When I pick Ryan up, he has added a fire extinguisher to the mix. This excites me as I wonder what this will do to the bat. However, I do not want the bat flying around. I do not want bat hell to break loose. I also do not want the bat to fly up into the top of my closet where it could possibly just make a home and be a Terror Bat guano sprinkler and we could not get at it. There's this tiny attic-like spot with a tiny entrance in the top of my closet where I store a bean bag chair. I do not want Terror Bat discovering that potential Bat Cave and taking a clever gadget-building butler up there and building a crime fighting division and stinking things up. I will burn that closet down.
Ryan also informs me that his plan is to hit the bat, knock it out and then throw it outside.
I look at him and say, "That's it? That's not going to work. You're just going to piss it off or you're going to stain my wall with bat stain."
Finally, I realize, I am going to be no good, as much as I like to think I am a badass. I can be but not with bats or snakes. Or large oversized goldfish. Or super large insects, especially Junebugs (oh so gross). Thus, I realize it's time to call Chris in.
I tell Ryan this and I think his manhood is a little insulted. But I inform him he's just going to yell at me and we'll be here all night. Which, it turns out later, is kind of what he wanted. He was so bored he was kind of excited about the bat and was hoping for a good two hour Scooby-Doo adventure.

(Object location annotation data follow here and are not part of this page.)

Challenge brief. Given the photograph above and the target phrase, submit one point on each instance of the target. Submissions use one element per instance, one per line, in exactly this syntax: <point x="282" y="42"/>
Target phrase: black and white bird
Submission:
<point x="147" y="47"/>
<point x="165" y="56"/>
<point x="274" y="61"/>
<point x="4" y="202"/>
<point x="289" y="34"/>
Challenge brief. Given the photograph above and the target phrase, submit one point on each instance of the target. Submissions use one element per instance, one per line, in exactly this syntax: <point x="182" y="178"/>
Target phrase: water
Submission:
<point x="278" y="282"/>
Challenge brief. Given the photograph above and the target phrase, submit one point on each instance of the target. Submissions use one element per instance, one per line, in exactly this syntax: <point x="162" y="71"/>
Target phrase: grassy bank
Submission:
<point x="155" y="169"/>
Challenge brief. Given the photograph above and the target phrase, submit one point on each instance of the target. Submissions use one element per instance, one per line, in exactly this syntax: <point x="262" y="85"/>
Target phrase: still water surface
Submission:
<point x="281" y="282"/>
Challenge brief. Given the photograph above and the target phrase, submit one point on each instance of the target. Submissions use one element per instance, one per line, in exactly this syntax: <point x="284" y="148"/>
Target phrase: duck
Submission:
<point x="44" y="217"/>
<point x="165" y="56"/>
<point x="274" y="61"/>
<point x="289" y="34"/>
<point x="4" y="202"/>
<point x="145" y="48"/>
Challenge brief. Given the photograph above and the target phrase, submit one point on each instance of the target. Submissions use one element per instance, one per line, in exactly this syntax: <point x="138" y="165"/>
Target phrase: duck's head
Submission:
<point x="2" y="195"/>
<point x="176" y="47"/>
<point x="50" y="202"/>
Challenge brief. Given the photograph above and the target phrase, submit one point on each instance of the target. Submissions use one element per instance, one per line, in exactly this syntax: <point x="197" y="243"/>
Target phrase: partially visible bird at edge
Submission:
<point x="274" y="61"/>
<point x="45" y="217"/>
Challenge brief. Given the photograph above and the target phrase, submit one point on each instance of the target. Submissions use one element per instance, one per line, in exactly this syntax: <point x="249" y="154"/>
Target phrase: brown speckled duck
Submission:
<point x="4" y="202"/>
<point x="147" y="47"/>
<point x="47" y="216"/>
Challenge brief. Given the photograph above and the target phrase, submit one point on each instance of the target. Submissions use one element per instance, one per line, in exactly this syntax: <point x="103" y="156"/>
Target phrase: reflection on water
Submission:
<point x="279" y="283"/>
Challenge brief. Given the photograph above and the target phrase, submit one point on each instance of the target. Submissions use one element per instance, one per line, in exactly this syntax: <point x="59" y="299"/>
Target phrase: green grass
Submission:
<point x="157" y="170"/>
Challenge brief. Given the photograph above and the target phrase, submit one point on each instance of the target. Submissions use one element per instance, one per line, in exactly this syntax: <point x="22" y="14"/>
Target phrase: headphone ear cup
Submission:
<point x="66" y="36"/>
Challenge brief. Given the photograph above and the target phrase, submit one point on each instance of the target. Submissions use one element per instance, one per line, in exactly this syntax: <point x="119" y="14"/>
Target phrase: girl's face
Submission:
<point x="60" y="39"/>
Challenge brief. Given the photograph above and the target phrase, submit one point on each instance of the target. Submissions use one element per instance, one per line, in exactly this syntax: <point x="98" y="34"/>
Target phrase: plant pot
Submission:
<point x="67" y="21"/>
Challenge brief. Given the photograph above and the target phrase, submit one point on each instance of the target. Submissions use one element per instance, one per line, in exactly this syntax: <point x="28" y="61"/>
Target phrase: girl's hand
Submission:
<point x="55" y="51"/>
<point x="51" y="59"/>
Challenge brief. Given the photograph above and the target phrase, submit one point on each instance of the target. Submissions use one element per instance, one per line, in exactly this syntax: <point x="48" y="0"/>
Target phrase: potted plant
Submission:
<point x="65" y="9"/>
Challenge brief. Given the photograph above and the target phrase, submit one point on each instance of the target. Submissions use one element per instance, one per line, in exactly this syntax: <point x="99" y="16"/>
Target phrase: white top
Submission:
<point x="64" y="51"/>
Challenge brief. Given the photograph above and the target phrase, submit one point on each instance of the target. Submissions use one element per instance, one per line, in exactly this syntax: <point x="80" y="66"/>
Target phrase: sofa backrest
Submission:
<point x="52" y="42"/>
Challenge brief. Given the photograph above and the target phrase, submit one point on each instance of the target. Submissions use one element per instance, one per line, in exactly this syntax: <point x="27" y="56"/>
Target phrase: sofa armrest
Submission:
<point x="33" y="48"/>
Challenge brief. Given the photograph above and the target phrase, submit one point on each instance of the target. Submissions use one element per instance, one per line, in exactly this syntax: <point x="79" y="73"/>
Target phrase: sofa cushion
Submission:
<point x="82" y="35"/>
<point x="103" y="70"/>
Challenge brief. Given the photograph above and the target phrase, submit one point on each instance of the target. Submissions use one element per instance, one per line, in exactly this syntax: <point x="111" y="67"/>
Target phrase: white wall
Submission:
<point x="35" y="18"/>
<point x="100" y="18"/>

When Chris gets there with his hamper, there is this slow motion moment where I am imagining the Bionic Man theme as he leaps up onto my bed in his soccer shoes and, without a flinch traps Terror Bat. I hear a little squeak, Chris tells me to throw the painter's cloth over the hamper, he tells Ryan to secure the edges and hold onto the sides because there are those little holes in hampers and then we all, in slow motion, Reservoir Dog style, it seems, take the hamper outside.
Chris said, "He's weirded out, man"
I chimed in, "Ditto."
When we got outside, I saw a side of Chris I have never seen. He had turned off the uber blinder focus guy and he was carefully turning the hamper onto the dewy grass and he shook out the painter's cloth. He looked into the grass and then up into the trees.
"There he goes. He's gone," he said, softly.
Ryan received a high five and I, a hug. Then off into the night with his light blue hamper, same as he ever was. Layers, like an onion.
You never know certain things about yourself or the people you know until you meet the Terror Bat.